Conservation nation offers new policies for the Conservative Government to ensure nature conservation is promoted at home and abroad using all the levers of government in a joined-up way.

The essay collection includes contributions from The Rt Hon Richard Benyon MP (Former Environment Minister), Pauline Latham OBE MEP (Member, International Development Committee), Rebecca Pow MP (PPS, DEFRA), Maurice Golden MSP (Shadow Cabinet Secretary for the Environment, Climate Change and Land Reform, Scottish Conservatives), Emma McClarkin MEP (Member,International Trade Committee, European Parliament) Tim Breitmeyer (President, CLA), Ruth Davis MBE (Deputy Director of Global Conservation, RSPB), and Stephen Joseph (Former Chief Executive Officer, Campaign for Better Transport).

Key policy suggestions offered in the essay collection include:

  • A new principle of non-regression on environmental standards both in any new EU-UK agreement, but also domestically through the forthcoming Environment Bill
  • Once the UK leaves the EU Common Agricultural Policy (CAP), farmers should receive public funding, in part, for achieving environmental and public health outcomes
  • Enhancing timber regulations once the UK leaves the EU
  • A new right to environmental justice in the forthcoming Environment Bill
  • The new Fishing (Access to Territorial Waters) Bill should have legal requirements to fish sustainably and face down “the fishing industry and those who tout simplistic solutions to complex problems”
  • A new Special Envoy for Nature should be appointed by the Prime Minister
  • The UK should allocate at least £1 billion a year from the foreign aid budget to global nature conservation
  • The UK should seek to join CPTPP (Comprehensive and Progressive Agreement for Trans-Pacific Partnership), which raises environmental standards in Asia-Pacific countries
  • Any new Free Trade Agreements (FTAs) signed by the UK should include proper environmental standards
  • UK Government should lead internationally for countries to sign a new global nature treaty in 2020
  • UK Government should continue to influence the World Trade Organisation (WTO) to ban harmful fishing subsidies
  • UK Government should lead internationally to ensure 30% of the world’s oceans are Marine Protected Areas by 2030
  • The UK adopting a target of having 100% of soya beans in the UK which are credibly certified sustainable, similar to what the UK Government has adopted for sustainable palm oil
  • In the long-term, the UK should look to phase out fuel duty and replace it with road user charging

The policies advocated by particular individuals are not necessarily supported by other contributors to the essay collection.

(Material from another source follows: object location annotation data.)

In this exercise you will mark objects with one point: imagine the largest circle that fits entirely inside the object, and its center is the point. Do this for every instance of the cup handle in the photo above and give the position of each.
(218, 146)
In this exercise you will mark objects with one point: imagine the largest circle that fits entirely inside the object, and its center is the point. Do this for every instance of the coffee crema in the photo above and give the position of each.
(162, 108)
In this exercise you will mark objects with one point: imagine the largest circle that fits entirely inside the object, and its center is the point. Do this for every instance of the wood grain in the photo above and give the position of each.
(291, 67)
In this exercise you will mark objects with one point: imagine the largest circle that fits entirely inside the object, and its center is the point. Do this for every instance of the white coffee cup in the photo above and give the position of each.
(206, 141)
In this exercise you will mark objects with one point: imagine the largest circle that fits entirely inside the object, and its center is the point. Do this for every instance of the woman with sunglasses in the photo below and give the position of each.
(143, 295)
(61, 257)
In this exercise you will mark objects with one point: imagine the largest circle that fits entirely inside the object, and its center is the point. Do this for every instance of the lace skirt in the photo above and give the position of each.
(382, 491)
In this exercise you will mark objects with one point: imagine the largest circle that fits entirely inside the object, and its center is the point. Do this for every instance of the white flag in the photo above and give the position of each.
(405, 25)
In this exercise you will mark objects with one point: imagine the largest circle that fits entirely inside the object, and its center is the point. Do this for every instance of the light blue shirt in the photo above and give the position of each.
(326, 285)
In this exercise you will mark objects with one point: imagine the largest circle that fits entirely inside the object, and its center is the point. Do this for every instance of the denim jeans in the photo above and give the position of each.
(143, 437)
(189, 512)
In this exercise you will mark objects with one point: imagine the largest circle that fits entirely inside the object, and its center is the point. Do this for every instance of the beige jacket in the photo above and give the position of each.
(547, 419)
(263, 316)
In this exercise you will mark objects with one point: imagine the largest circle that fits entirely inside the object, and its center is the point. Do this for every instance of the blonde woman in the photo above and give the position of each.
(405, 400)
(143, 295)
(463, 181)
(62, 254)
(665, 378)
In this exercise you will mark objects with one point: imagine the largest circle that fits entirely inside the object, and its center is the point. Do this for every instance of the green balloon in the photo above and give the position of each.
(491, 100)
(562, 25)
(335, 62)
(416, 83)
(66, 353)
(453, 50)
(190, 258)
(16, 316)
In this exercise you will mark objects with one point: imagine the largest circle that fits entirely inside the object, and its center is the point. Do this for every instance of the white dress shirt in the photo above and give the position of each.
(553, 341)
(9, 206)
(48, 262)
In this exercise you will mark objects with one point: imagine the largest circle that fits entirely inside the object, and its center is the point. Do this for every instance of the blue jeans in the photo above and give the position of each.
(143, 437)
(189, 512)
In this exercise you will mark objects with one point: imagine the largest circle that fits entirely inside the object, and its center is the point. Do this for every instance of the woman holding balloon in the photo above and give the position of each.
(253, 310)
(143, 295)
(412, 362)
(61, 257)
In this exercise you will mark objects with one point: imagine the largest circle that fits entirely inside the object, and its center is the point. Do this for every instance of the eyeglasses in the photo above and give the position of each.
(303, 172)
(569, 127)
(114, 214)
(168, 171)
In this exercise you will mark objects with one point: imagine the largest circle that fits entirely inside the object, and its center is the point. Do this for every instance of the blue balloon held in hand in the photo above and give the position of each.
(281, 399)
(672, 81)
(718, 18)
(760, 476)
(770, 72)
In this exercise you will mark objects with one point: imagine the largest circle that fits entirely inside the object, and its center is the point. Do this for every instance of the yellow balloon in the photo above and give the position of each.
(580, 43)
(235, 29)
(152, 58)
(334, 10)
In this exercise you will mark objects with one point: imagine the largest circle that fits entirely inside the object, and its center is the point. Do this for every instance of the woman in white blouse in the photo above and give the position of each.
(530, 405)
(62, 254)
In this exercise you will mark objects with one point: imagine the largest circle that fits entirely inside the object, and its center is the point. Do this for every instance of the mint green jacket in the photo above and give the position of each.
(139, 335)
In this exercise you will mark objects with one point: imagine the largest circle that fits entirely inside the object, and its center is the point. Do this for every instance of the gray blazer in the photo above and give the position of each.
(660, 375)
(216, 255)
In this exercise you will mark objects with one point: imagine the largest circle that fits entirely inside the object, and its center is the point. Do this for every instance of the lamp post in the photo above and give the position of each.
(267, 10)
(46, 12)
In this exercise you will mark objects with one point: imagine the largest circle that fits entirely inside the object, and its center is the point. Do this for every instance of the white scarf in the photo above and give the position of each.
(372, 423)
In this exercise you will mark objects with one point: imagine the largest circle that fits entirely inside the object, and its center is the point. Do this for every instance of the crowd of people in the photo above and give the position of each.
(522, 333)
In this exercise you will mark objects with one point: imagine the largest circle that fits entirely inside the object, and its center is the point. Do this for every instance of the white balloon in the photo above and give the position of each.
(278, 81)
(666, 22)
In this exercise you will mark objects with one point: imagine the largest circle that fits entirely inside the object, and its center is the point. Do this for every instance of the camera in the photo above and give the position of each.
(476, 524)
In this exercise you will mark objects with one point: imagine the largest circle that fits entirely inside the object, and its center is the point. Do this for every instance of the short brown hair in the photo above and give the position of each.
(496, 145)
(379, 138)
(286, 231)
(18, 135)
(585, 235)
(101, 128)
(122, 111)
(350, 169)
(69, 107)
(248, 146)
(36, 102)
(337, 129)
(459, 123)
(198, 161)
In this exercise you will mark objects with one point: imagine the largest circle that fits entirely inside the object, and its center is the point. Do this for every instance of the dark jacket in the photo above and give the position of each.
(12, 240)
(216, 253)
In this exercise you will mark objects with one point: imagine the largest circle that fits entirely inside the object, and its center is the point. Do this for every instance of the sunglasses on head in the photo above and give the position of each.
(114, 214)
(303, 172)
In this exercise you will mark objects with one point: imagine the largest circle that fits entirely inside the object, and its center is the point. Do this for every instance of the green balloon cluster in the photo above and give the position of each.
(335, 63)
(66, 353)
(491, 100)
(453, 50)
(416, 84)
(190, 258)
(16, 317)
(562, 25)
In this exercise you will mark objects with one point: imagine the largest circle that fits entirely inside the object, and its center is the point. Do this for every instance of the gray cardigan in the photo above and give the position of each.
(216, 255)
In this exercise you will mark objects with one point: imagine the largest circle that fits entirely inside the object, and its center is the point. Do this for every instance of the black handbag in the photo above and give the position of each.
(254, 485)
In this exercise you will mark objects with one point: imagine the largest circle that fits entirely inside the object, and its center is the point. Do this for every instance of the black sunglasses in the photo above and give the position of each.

Eamonn Ives, Researcher at Bright Blue and co-editor of Conservation nation, said:

“The current Conservative Government does appear to be making progress on a number of fronts to better protect the domestic and international environment. Action on plastic pollution and ivory smuggling, and designing a more pro-environment successor to the Common Agricultural Policy, are all welcome measures. But, given the sheer, and often escalating, scale of deterioration of nature in the UK and around the world, there is still much more to do.”

“Despite it being a cross-departmental issue, the current approach to conservation policy is not seen or treated in this way. Many leading conservationists in the UK can often treat conservation through a narrowly defined set of policy issues. The UK government needs to promote nature conservation at home and abroad using all the levers of government in a joined-up way.”